Bayesian phase I/II adaptively randomized oncology trials with combined drugs

TL;DR

This paper introduces a Bayesian adaptive design for phase I/II oncology trials with drug combinations, optimizing dose selection and patient allocation based on efficacy and safety, demonstrated through simulations and a melanoma trial.

Contribution

The paper presents a novel integrated Bayesian design with adaptive randomization for combined drug trials, improving dose identification and patient assignment efficiency.

Findings

High resolution in distinguishing efficacious arms

Effective groupwise randomization for late-onset efficacy

Successful application in a melanoma clinical trial

Abstract

We propose a new integrated phase I/II trial design to identify the most efficacious dose combination that also satisfies certain safety requirements for drug-combination trials.

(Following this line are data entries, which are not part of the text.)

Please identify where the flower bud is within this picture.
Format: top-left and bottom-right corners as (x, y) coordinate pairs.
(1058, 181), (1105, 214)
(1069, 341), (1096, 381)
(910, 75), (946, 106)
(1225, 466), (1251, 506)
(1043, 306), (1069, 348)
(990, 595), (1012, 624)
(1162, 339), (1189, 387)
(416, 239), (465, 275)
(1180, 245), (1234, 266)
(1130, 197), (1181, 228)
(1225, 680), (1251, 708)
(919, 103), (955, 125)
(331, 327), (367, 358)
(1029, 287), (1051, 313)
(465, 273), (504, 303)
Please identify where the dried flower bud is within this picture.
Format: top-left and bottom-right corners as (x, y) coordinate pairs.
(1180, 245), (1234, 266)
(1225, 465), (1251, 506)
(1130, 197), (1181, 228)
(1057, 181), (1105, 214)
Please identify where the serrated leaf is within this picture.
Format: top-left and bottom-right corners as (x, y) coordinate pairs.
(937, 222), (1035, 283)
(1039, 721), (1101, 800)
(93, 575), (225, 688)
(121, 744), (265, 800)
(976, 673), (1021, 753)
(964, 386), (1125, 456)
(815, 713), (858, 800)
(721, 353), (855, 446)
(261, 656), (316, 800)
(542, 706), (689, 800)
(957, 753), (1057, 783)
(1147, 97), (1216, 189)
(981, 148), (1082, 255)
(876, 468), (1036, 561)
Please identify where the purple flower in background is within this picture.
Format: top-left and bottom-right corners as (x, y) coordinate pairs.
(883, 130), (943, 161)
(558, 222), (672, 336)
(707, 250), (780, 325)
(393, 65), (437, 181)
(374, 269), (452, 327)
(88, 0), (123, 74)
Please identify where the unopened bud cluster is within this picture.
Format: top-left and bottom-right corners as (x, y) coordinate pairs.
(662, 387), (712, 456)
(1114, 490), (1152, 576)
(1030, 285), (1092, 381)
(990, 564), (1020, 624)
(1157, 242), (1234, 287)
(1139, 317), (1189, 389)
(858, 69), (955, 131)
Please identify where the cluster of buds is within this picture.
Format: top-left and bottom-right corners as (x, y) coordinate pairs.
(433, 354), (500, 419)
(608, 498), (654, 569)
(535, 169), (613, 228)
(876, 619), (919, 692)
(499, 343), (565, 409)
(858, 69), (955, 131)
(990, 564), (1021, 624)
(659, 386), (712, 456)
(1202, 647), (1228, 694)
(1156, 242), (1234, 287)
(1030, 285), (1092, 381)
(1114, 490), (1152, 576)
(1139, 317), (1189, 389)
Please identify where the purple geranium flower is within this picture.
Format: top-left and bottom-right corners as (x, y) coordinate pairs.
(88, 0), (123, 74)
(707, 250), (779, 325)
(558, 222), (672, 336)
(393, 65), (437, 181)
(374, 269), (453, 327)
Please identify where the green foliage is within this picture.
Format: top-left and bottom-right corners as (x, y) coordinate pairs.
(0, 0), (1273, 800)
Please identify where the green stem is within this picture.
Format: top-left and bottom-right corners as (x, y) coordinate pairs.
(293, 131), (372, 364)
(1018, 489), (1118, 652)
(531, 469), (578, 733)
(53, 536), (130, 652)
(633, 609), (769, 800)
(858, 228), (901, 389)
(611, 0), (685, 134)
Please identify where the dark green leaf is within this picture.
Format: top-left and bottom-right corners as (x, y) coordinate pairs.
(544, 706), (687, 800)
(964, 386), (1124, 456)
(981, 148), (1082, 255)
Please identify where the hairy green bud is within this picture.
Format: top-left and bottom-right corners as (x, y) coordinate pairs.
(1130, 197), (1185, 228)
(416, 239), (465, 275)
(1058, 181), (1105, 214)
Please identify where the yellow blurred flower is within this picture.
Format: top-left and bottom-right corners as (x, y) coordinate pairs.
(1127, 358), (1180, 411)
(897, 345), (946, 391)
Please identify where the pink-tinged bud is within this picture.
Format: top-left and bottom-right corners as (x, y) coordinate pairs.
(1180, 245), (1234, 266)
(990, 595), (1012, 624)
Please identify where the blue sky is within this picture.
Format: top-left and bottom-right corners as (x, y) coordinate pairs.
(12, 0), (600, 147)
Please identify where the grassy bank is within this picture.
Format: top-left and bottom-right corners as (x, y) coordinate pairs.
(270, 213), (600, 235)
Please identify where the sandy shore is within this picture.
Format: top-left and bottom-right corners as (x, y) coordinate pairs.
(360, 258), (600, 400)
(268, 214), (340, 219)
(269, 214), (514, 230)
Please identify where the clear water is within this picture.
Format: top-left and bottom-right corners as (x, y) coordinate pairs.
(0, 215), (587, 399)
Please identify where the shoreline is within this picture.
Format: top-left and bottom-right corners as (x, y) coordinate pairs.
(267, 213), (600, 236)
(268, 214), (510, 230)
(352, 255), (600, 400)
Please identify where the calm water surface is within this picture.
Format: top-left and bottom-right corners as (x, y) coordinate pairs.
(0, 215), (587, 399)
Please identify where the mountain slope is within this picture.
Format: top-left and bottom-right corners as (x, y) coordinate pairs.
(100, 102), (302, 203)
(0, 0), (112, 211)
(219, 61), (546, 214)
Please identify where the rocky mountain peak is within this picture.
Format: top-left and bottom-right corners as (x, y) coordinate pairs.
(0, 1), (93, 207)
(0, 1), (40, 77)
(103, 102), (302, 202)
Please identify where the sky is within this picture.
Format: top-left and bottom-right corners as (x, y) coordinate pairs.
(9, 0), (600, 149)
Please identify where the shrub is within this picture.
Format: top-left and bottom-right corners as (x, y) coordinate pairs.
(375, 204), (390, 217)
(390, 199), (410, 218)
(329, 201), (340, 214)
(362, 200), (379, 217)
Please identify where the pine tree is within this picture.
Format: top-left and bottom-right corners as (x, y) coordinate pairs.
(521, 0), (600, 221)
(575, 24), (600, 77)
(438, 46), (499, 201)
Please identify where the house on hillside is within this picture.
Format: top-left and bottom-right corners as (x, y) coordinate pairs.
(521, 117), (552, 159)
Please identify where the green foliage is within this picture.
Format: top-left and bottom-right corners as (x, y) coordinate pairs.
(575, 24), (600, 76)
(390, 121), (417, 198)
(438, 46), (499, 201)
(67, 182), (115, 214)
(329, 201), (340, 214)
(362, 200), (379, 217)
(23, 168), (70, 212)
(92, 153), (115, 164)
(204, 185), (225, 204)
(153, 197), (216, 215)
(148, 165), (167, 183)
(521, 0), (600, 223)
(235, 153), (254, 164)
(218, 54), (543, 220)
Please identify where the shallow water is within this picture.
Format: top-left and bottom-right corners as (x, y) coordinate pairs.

We first take a Bayesian copula-type model for dose finding in phase I. After identifying a set of admissible doses, we immediately move the entire set forward to phase II. We propose a novel adaptive randomization scheme to favor assigning patients to more efficacious dose-combination arms. Our adaptive randomization scheme takes into account both the point estimate and variability of efficacy. By using a moving reference to compare the relative efficacy among treatment arms, our method achieves a high resolution to distinguish different arms. We also consider groupwise adaptive randomization when efficacy is late-onset. We conduct extensive simulation studies to examine the operating characteristics of the proposed design, and illustrate our method using a phase I/II melanoma clinical trial.